In Iraq ci sono ventimila detenuti sospettati di avere avuto legami con Daesh che subiscono processi – quando non esecuzioni capitali – che definire sommari è un eufemismo., In Siria solo dal villaggio di Baghuz nelle ultime settimane di guerra sono scappate 60 mila persone, tra loro 40 mila bambini. Sono numeri che di per sè non possono mettere in crisi il sistema dei campi profughi progettati per accogliere centinaia di migliaia di persone ma che creano difficoltà ai governi europei per esempio al confronto con i foreign fighters e le loro famiglie di ritorno. Nessuno vuole riportare a casa mogli e figli dei miliziani. Il reinserimento di quelli tornati a casa è già molto difficile (qualcuno ricorda i reduci del Vietnam in America?)

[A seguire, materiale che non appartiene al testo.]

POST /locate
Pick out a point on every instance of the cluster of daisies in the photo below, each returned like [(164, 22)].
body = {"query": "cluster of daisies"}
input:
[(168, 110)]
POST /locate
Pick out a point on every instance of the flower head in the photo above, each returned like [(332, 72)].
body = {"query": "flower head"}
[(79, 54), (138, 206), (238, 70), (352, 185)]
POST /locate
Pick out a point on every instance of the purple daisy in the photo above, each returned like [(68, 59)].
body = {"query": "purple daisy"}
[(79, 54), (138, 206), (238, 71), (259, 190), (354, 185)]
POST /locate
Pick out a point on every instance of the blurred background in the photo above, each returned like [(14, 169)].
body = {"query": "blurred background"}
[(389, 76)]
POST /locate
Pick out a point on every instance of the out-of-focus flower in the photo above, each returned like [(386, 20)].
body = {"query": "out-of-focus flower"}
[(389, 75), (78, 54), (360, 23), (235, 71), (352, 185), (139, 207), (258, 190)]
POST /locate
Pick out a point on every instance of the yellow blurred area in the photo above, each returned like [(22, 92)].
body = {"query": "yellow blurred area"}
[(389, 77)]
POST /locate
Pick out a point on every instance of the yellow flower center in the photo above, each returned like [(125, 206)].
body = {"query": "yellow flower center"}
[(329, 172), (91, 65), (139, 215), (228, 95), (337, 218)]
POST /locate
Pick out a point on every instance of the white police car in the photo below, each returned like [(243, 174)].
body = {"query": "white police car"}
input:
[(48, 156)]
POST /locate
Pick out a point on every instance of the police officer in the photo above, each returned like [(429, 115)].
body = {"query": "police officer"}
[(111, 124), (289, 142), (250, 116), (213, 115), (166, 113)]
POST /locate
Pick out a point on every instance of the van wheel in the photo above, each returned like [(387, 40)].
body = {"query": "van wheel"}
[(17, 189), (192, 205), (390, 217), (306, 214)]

E poi, il terzo problema, il più preoccupante nel lungo periodo, i figli della guerra. E delle loro madri, quelle cioè della nuova generazione di jihadisti. Che sentono crescere il loro odio per l’Occidente nelle parole delle mamme che spesso sono le prime reclutatrici e che venerano i padri morti nelle operazioni di guerra come martiri. Il futuro ideologico del Daesh è in queste persone delle quali bisognerebbe che qualcuno si facesse carico.

Chi?

Se i governi occidentali avessero imparato la lezione forse dovrebbero evitare che questa massa di persone continui a vivere stipata insieme – nella rabbia e nella disperazione – nei campi profughi  dalle condizioni umane inaccettabili e che molti, troppi minori di questa generazione sia detenuta in modo arbitrario. Il problema è enorme, come e più dell’affrontare una guerra.